10

3.1K 556 13
                                    

Pada awalnya aku mulai menulis di web. Tentu saja menggunakan nama pena, Semanggi. Dari sana jumlah pembaca makin bertambah, melejit, seolah ada peri yang menaburkan bubuk sihir pada mata siapa pun yang kebetulan membaca tulisanku.

SMA, remaja bau kencur. Enam belas tahun. Itulah pertama kali aku merintis karya yang sebetulnya hanya bercerita mengenai hal-hal yang kuminati saja.
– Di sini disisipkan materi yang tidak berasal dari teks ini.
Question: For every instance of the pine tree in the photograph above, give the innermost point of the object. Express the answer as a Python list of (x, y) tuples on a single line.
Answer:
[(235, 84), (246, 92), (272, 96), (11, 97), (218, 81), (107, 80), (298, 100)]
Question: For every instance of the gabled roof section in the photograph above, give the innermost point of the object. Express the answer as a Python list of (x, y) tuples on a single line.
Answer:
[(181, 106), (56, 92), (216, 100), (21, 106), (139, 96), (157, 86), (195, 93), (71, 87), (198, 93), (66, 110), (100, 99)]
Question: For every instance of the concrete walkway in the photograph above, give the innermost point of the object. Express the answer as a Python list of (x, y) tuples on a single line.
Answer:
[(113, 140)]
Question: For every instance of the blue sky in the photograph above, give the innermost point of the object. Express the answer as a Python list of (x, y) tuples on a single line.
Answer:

Tidak ada alasan khusus selain terlalu bosan dan tidak ada kegiatan menarik selain menumpahkan ide tidak jelas ke dalam cerita.

Clover, abang yang selalu mengikuti perkembangan kegiatan tidak jelasku, mencetuskan ide agar mencetak tulisanku ke dalam buku. Kupikir itu terlalu berlebihan karena aku tidak yakin ada orang yang tertarik beli. Lagi pula, kisahnya pun bukan percintaan sehat ataupun dengan akhir bahagia. Namun, Clover punya cara dan pendapat tersendiri.

“Terserah, asal identitasku disembunyikan dan tidak perlu diumbar ke masyarakat.” Itulah syarat yang kuajukan sebelum tulisanku berubah wujud dari digital ke cetak.

Sekalipun Clover terlihat (di mataku) terlihat iseng belaka, tapi ternyata keseriusan yang tidak kupahami membuatku terkejut. Clover berhasil menemukan agen, atau istilahnya tangan kanan, untukku. Agenlah yang akan menjadi perwakilanku berembuk, temu dengan penerbit, dan diskusi. Aku tidak perlu muncul dan kalaupun bersedia melakukan komunikasi cukup melalui pesan singkat di email. Beres.

Hei, hei, hei aku tidak ingin muncul ke permukaan. Demi apa pun meski sejumlah pembaca tidak keberatan melihat tampangku yang jauh dari standar anggun menawan. Masalahnya yaaaaaa, aku takut dibakar hidup-hidup. Apalagi karakter yang mengalami nasib tragis ternyata karakter kesayangan pembaca. Makasih deh, berkat itulah alasan menyembunyikan identitas sangat perlu.

Sayangnya aku tidak mengira Clover, dari sekian orang, paling ember! Walau tidak membocorkan jati diriku di hadapan klien maupun pembaca, tapi dia terlalu bocor kepada Xavier! Bisa-bisanya dia mengumbar aktivitasku, kegiatanku, pekerjaanku, dan rahasiaku kepada MR. Villain!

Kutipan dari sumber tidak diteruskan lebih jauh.